L’insurrection de cheikh Belhaddad, de son vrai nom, ou Cheikh Aheddad, comme il est connu populairement, dont la commémoration est prévue le 8 avril, est venue donner un prolongement aux soulèvements antérieurs, notamment ceux de l’émir Abdelkader (1932-1947), d’Ahmed Bey, des Zaâtcha, de la Dahra en 1845, conduite sous la férule de Cheikh Boubaghla, Lalla Fathama N’soumer et Ouled Sidi-Cheikh, qui se sont succédé de 1846 à 1870.
Elle a également intensifié l’engagement envers la nation grâce à une mobilisation jamais réalisée, comme affirmé par des historiens et chercheurs.
L’appel à la révolte, lancé solennellement le 8 avril 1871 par cheikh Aheddad au cours d’une harangue à la place du marché de seddouk, dans laquelle il a soutenu l’idée de « jeter les français à la mer », a eu un écho phénoménal dans presque tout le pays, notamment de Sour-El-Ghozlane jusque dans le Constantinois, rapporte l’historiographe Idir Hachi dans son livre consacré à l’insurrection de cheikh Aheddad intitulé « 1871, une levée en arme pour l’honneur de la patrie », édité en mai 2021.
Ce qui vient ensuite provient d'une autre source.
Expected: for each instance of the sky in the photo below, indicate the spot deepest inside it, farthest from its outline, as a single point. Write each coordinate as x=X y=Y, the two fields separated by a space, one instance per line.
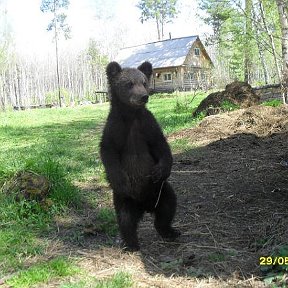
x=105 y=21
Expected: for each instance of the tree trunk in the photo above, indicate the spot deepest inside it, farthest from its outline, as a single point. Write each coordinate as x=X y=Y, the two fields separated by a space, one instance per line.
x=282 y=10
x=248 y=33
x=260 y=47
x=57 y=55
x=158 y=28
x=271 y=38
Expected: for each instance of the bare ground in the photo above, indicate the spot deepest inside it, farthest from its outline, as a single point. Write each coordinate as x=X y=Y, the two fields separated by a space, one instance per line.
x=232 y=208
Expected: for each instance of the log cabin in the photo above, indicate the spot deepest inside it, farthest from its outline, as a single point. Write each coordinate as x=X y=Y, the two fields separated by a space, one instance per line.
x=178 y=64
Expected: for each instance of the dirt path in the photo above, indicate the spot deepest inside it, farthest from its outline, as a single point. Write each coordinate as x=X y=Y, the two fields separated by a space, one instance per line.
x=232 y=208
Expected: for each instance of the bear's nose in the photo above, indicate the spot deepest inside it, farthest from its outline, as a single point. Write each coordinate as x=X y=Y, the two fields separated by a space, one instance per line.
x=144 y=98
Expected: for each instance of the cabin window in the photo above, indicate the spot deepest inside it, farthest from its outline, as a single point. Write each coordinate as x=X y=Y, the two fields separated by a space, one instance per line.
x=197 y=51
x=167 y=77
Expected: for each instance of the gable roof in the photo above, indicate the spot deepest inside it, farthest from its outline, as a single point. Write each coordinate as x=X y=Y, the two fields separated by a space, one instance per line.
x=166 y=53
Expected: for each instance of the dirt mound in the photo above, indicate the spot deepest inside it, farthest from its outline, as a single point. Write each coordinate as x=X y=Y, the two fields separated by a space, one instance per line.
x=258 y=120
x=239 y=94
x=28 y=185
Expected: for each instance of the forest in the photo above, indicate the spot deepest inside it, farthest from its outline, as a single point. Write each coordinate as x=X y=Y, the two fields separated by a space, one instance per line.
x=247 y=43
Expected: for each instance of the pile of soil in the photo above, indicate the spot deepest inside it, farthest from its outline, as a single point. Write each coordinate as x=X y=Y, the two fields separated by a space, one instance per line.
x=237 y=93
x=259 y=120
x=27 y=185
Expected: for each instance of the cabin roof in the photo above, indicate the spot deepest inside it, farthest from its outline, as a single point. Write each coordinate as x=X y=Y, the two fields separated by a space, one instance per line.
x=166 y=53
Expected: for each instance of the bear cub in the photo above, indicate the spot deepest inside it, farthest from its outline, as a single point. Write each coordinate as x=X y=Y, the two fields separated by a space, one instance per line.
x=136 y=156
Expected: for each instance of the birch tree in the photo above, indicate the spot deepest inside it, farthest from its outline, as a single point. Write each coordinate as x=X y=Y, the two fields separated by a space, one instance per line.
x=57 y=25
x=283 y=17
x=162 y=11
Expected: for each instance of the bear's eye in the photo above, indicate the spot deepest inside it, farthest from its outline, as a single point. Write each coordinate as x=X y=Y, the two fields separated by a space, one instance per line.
x=129 y=84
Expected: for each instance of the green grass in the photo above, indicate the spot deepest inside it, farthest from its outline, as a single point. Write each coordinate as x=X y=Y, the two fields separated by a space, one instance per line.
x=174 y=113
x=119 y=280
x=43 y=272
x=62 y=144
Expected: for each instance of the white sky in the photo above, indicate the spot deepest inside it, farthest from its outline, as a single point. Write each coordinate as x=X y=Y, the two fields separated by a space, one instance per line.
x=121 y=21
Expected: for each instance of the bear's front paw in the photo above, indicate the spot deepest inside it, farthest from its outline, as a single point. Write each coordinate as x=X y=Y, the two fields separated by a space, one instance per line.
x=157 y=174
x=169 y=234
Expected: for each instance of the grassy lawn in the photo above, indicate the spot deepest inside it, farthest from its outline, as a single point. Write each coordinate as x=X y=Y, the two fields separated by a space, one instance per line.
x=61 y=144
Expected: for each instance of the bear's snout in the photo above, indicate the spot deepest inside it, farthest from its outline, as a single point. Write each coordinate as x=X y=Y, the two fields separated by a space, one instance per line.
x=144 y=98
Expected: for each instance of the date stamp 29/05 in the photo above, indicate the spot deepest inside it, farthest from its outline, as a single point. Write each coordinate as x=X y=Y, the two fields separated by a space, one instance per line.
x=277 y=260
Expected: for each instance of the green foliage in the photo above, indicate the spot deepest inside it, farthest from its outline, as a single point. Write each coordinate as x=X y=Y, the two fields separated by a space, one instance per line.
x=163 y=11
x=238 y=37
x=119 y=280
x=58 y=21
x=43 y=272
x=226 y=106
x=108 y=223
x=273 y=103
x=51 y=97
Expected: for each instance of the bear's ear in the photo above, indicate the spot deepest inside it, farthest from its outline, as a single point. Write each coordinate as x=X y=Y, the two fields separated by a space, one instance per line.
x=112 y=70
x=146 y=68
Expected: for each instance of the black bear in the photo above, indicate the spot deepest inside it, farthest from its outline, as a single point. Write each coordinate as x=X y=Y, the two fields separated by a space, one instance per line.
x=136 y=156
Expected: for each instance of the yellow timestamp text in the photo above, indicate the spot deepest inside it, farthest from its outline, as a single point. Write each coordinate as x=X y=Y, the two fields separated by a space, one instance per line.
x=277 y=260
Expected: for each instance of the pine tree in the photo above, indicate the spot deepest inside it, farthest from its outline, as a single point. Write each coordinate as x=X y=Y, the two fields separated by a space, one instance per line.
x=162 y=11
x=57 y=25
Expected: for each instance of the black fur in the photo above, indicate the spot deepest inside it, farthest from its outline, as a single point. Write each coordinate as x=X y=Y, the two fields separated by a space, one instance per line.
x=136 y=155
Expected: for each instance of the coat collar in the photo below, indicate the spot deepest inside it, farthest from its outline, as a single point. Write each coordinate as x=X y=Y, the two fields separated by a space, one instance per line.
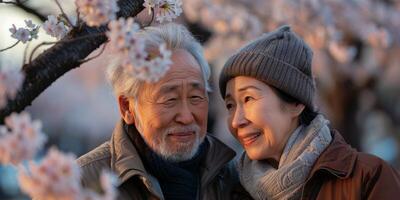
x=338 y=158
x=126 y=162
L’appel a enrôlé pour la cause, selon l’historiographe, quelques 800.000 personnes dont 200.000 combattants armés, pour une population générale atteignant à peine 2,5 millions d’âmes.
L’insurrection a duré près d’une année et porté des coups sévères à l’armée coloniale, laquelle, pour la contrer, a dû mettre en action plus de 80.000 soldats et une répression sans pareil, tuant, brulant emprisonnant des centaines de personnes dont nombre ont été déportés au bagne de la Nouvelle Calédonie dont les enfants de cheikh Aheddad, Aziz et M’Hand, relate Hachi. L’opération s’est accompagnée par ailleurs de la confiscation et la séquestration des hectares de terres appartenant aux autochtones, selon l’historien français Robert Charles Ageron, spécialiste de la colonisation française en Algérie.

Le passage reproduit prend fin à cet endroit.